A molecular designed breeding system for drought resistance and novel variety development in Soybean introduced in Elite Forum 2026 (Session 3)

On March 28, 2026, the third session of the 2026 Elite Forum, part of the 86th-anniversary lecture series of NCU School of Life Sciences, was held in Room A429 of the Science and Life Sciences Building at the Qianhu Campus. Moderated by Professor Dong Wang, Deputy Dean of the School of Life Sciences, the forum convened faculty members specializing in relevant fields alongside undergraduate and graduate student representatives. The keynote speaker was Dr. Zhenyu Wang, a Research Fellow at Institute of Nanfan and seed Industry, Guangdong Academy of Sciences. Dr Wang delivered an academic report titled "Construction of a Molecular Designed Breeding System for Drought Resistance in Soybean and the Development of New Varieties."

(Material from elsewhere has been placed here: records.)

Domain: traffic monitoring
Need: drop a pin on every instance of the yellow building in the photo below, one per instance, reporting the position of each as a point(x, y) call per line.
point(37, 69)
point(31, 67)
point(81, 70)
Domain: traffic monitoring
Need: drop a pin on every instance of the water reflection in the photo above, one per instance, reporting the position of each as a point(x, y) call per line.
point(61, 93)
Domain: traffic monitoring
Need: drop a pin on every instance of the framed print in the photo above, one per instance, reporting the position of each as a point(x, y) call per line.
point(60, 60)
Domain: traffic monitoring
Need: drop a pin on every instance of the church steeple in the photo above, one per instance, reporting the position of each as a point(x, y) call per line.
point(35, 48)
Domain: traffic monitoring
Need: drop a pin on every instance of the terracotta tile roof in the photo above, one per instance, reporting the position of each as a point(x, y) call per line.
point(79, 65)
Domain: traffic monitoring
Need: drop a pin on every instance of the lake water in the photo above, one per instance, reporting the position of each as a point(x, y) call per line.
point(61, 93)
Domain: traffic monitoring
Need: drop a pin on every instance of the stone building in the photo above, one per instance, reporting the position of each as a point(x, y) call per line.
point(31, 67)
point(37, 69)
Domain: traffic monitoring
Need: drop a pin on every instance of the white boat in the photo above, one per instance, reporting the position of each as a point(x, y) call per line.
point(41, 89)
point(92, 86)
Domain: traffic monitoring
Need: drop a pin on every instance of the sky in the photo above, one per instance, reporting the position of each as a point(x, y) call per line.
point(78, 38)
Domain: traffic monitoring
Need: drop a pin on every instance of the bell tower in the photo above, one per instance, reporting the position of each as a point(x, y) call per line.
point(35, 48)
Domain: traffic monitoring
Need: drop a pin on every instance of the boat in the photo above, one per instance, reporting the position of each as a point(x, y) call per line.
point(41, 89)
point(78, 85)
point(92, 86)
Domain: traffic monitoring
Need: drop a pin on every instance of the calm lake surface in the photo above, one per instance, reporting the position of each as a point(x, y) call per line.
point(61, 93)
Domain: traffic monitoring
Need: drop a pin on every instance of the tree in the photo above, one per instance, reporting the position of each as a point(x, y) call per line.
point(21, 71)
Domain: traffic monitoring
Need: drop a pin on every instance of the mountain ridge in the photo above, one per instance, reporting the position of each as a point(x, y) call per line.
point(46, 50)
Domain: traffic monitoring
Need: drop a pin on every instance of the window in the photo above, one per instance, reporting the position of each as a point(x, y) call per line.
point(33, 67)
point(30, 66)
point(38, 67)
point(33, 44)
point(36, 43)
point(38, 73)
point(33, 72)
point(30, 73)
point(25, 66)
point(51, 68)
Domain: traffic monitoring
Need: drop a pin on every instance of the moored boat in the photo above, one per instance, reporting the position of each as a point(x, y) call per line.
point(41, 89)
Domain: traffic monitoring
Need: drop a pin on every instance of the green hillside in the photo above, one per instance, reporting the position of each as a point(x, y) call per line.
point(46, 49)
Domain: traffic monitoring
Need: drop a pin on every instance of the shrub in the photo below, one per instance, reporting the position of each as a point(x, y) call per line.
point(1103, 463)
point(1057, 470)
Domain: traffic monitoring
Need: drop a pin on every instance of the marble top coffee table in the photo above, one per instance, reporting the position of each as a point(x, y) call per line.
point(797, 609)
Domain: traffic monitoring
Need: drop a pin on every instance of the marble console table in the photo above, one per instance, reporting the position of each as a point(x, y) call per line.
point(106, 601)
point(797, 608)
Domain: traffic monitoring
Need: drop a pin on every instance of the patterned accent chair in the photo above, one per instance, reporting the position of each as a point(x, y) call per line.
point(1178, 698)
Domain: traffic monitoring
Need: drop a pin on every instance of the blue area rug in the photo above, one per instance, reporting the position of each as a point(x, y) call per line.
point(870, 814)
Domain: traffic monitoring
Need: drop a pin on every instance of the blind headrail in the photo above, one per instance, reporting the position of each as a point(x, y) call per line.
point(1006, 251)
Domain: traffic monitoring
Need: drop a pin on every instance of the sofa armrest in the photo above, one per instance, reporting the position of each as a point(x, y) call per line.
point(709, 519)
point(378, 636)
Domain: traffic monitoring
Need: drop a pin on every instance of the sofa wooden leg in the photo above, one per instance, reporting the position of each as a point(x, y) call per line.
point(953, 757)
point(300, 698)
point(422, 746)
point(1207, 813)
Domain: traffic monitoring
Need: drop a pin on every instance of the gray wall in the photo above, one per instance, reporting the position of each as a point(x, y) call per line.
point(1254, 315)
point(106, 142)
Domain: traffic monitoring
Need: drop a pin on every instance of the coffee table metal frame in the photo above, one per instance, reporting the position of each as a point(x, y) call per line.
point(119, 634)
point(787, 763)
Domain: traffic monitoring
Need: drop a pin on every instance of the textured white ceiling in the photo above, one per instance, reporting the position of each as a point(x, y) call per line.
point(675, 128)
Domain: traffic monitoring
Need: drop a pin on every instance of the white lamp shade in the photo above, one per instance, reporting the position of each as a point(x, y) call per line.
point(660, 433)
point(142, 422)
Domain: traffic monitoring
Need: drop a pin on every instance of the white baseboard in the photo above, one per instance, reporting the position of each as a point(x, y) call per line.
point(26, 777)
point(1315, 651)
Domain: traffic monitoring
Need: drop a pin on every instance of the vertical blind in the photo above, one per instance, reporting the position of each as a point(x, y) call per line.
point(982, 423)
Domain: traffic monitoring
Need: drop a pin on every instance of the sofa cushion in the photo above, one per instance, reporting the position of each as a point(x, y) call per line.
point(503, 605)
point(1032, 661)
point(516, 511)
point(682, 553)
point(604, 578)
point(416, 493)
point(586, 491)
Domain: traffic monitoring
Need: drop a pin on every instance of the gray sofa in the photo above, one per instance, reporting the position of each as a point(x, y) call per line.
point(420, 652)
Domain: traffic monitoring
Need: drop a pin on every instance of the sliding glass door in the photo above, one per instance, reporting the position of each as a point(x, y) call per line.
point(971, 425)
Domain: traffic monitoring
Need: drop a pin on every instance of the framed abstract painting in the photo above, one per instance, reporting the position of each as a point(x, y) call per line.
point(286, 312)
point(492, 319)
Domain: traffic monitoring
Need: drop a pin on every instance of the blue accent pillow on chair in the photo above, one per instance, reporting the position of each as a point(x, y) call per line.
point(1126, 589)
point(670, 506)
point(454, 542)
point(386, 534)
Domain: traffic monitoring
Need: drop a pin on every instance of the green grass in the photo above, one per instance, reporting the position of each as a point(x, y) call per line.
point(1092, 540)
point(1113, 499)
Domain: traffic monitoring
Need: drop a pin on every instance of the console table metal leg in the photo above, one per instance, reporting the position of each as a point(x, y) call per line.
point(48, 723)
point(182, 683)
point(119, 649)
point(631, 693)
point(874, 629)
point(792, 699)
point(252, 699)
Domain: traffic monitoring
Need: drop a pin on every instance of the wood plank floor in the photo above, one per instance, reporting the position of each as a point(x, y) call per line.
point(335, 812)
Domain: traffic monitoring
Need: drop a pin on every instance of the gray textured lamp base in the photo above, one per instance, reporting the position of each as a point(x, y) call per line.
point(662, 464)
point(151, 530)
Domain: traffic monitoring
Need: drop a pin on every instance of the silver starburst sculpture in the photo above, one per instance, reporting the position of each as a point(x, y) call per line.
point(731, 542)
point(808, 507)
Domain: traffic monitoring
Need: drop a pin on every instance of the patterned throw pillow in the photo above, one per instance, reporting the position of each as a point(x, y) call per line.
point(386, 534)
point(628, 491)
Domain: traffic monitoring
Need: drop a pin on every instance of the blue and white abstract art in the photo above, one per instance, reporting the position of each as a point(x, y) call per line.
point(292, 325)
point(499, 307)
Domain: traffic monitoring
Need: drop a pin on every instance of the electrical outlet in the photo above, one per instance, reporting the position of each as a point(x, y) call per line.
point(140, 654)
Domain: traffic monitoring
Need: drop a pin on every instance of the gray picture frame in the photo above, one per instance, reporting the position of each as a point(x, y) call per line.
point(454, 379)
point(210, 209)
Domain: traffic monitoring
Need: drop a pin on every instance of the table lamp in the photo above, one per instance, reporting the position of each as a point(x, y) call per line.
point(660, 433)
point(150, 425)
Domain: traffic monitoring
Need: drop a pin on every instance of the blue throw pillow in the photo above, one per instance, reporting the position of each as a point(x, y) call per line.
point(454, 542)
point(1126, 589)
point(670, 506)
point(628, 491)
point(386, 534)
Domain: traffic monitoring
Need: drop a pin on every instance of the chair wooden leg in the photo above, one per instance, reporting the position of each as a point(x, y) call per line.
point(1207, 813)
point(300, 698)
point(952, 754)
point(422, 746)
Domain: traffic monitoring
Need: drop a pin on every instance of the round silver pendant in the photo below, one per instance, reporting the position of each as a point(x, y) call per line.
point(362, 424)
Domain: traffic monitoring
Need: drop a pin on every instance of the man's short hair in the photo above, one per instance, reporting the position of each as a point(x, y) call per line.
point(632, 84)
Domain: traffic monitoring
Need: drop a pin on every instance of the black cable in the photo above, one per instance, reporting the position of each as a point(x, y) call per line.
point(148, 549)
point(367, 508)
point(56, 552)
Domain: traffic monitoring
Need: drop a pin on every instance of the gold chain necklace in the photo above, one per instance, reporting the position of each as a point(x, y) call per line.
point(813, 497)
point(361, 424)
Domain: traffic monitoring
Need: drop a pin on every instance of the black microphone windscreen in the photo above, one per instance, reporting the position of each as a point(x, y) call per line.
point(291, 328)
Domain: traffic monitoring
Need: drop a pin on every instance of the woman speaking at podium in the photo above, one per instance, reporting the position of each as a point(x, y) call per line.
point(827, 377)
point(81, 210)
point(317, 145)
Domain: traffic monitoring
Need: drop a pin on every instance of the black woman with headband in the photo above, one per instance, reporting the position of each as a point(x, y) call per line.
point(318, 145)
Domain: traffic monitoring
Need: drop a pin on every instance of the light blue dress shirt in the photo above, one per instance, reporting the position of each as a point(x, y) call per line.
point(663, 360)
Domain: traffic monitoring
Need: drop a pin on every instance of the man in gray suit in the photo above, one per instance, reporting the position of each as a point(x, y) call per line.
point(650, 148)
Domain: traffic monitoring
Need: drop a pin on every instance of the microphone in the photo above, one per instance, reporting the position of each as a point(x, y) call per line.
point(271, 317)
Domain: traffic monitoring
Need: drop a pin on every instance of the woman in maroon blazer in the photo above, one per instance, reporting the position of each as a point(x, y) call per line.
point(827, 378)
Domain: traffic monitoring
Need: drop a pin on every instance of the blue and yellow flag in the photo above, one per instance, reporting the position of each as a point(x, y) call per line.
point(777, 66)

Dr. Wang has long been dedicated to soybean genetic improvement and molecular breeding, accumulating substantial achievements in drought-resistant germplasm innovation and the development of breeding technical systems. Centering his report on the core objective of "securing yield under arid conditions," he systematically elucidated the strategic background and challenges associated with enhancing soybean production capacity in China. He noted that while the state has consecutively issued policies to advance the soybean capacity enhancement project and consolidate gains from expanded cultivation, breakthroughs in genetic improvement technologies for drought resistance have become a critical strategic task. This is particularly vital for establishing an autonomous and controllable food security system amidst climate change-induced extreme droughts. Such advancements are especially significant for the selection and promotion of drought-resistant varieties suited to typical arable land in southern China, such as red soils characterized by drought, acidity, low fertility, and compaction.

Dr. Wang highlighted his team's progress in molecular designed breeding for soybean drought resistance. First, the team identified key genes, including GmF3Hs, discovering that their metabolic products significantly enhance soybean drought tolerance. Second, by integrating molecular biology with bioinformatics, they revealed the molecular mechanism by which GmPRR3b mediates the soybean response to drought stress. Building upon these findings, the team systematically constructed a molecular designed breeding technical system for soybean drought resistance. This advancement facilitates the transition from traditional empirical methods to precise and efficient molecular designed breeding, significantly shortening the breeding cycle and providing robust support for new drought-resistant varieties breeding.

Dr. Wang emphasized that integrating key drought-resistance genes with a molecular designed breeding system not only offers a novel pathway for the genetic improvement of soybean drought resistance but also lays the technological and material foundation for achieving the strategic goal of "securing yield under arid conditions." This approach holds significant theoretical value and application prospects. Furthermore, considering national policy orientations and the specific characteristics of arable land in southern China, he outlined future directions for the breeding and promotion of new drought-resistant soybean varieties.

Throughout the report, Dr. Wang's accessible language and in-depth analysis aroused keen interest among the attending faculty and students. During the interactive session, participants actively raised questions concerning the functional verification of drought-resistance genes, the workflow of breeding with molecular design, and the adaptability of varieties in southern red soil regions. Dr. Wang provided detailed responses to each inquiry, fostering a lively discussion and a rich academic atmosphere.